Estradiol 17-beta and progesterone modulate inducible nitric oxide synthase and high mobility group box 1 expression in human endometrium

The aim of the present study is to investigate the effects of ovarian sex steroid hormones on the expression and the release of several locally active substances by human endometrium. Specific objectives are (1) to ascertain if estradiol 17-beta (E2) and progesterone modulate inducible nitric oxide synthase (iNOS) expression and nitric oxide release; (2) to determine whether human endometrium can express High Mobility Group Box 1 (HMGB1), a multifunctional cytokine, and whether sexual steroid hormones can modulate this expression; and (3) to evaluate whether nitric oxide can influence HMGB1 expression in this tissue. Endometrial tissue was obtained from 40 healthy premenopausal women who underwent hysteroscopy for suspected benign gynecological conditions.
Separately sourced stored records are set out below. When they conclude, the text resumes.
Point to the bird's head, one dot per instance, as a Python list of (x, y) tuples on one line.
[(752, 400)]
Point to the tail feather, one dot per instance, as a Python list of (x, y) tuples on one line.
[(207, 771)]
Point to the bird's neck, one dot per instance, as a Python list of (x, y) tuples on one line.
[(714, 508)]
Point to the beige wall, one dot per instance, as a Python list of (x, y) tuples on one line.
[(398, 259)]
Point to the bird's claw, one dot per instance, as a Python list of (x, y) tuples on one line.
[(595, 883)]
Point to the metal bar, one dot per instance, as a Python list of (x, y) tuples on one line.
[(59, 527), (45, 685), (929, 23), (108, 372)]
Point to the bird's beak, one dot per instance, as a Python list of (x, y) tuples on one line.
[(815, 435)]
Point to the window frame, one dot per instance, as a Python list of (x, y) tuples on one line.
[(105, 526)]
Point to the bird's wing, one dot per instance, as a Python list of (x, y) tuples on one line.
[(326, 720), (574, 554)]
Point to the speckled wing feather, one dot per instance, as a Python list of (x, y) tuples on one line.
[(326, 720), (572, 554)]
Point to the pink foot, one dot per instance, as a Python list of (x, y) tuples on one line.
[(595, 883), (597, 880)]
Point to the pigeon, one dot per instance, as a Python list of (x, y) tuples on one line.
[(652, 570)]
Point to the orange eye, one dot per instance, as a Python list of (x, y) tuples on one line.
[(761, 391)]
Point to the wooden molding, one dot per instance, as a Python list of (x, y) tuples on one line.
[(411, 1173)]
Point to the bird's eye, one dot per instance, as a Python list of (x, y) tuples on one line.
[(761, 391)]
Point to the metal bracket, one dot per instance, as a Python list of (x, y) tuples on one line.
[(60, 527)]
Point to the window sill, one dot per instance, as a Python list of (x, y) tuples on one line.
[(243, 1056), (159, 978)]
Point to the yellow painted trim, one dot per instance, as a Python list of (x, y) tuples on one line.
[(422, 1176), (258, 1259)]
Endometrium was incubated with E2, progesterone, or sodium nitroprusside, a nitric oxide donor. Nitrite assay was used to quantify stable nitric oxide metabolites in culture medium, and Western blot analysis was used to detect iNOS and HMGB1. Incubation of endometrium with E2 results in an increase in iNOS expression and nitric oxide metabolite production. The opposite effect is obtained by incubating tissues with progesterone. HMGB1 is expressed by human endometrium, and its expression is increased by E2 and decreased by progesterone. Incubation with sodium nitroprusside results in a reduction in HMGB1 expression. Both E2 and progesterone modulate iNOS expression and nitric oxide production in human endometrium. HMGB1 is expressed in the human endometrium, and its expression is modulated by E2, progesterone, and nitric oxide.